TERINA Yeah, it's not just about the music but it's about the artists being vulnerable and showing that they're human too. A lot of people who feel they don't fit in a box or represented anywhere else connect with K-Pop because it's for anyone and everyone. It's helped so many people find themselves and it's nice knowing you're part of a community who support each other.

TIA I love that music brings people together, I've made friends because of our shared love for K-Pop. How has it been creating a community like KDA?

TERINA When KDA started, I was the only one who was doing stuff. I was organising all the events and projects for the group and it's been super rewarding. I've had K-Pop fans join our community and tell us they didn't fit anywhere else. They tell us how grateful they are so it's an amazing feeling knowing we've created a safe space for them.

AVA-JAYE I think since putting on these events, you get to see different members open up so much. When you first meet them, they're so closed off and shy until they perform on stage dancing so confidently. It's so nice to see their growth and be a part of the journey. It's a comfortable atmosphere in our group and you can just be yourself. We're glad we can put on our events at Britomart and everyone be excited to come. It's been a big flex!

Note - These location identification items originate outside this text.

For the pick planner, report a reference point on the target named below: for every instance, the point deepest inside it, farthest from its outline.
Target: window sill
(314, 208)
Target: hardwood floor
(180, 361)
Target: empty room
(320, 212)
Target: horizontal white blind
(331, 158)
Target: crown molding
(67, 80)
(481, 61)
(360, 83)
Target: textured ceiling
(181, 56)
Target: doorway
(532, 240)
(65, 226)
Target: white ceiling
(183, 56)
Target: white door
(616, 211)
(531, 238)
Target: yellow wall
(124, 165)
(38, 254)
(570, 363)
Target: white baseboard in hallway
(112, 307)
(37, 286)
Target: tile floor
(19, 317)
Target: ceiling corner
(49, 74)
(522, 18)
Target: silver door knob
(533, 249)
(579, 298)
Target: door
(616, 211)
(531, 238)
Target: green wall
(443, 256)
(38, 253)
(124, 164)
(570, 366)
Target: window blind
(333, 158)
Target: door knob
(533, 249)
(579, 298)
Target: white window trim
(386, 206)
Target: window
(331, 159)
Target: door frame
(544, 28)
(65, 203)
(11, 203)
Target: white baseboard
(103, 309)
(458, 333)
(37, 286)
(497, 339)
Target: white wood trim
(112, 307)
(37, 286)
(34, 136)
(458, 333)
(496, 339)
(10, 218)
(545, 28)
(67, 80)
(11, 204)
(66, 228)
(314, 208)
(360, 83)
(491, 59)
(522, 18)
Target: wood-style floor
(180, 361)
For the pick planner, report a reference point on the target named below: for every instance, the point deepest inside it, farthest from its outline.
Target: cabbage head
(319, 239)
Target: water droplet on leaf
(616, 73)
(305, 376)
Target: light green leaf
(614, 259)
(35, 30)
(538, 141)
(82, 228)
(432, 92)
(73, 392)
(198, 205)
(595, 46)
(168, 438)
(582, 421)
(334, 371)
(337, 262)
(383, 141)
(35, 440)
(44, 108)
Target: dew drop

TERINA Definitely. I had one of my old workmates send me a post from Britomart about K-Pop Sundays and asked if it was us. He was so nice and said how cool it is to see us grow so much. It felt cool being recognised for the work we do. We've been operating for a few years now and to come by people who are willing to support us is quite difficult. We feel super lucky that Britomart reached out to us, it's been significant for our group and community.

AVA-JAYE Being at Britomart gives us a platform to share our love for K-Pop which is what we try to do with the KDA community. I think if you came down to K-Pop Sundays, you'd see a big group of different people who love to cheer each other on. Everyone's really supportive and comfortable with each other. It's really nice.

TIA Lastly, for anyone who want to know more about the events you put on, where can they check it out?

TERINA The best place to look into us would be our Instagram which is @NZKDA. Otherwise we have Facebook and Youtube with the same handle.

The next K-Pop Sunday at Britomart is on Sunday 26 May in Takutai Square from 2-5pm. Free for all ages. You can come through and participate in Random Dance Play, but most people just like to stop by and enjoy watching the dances.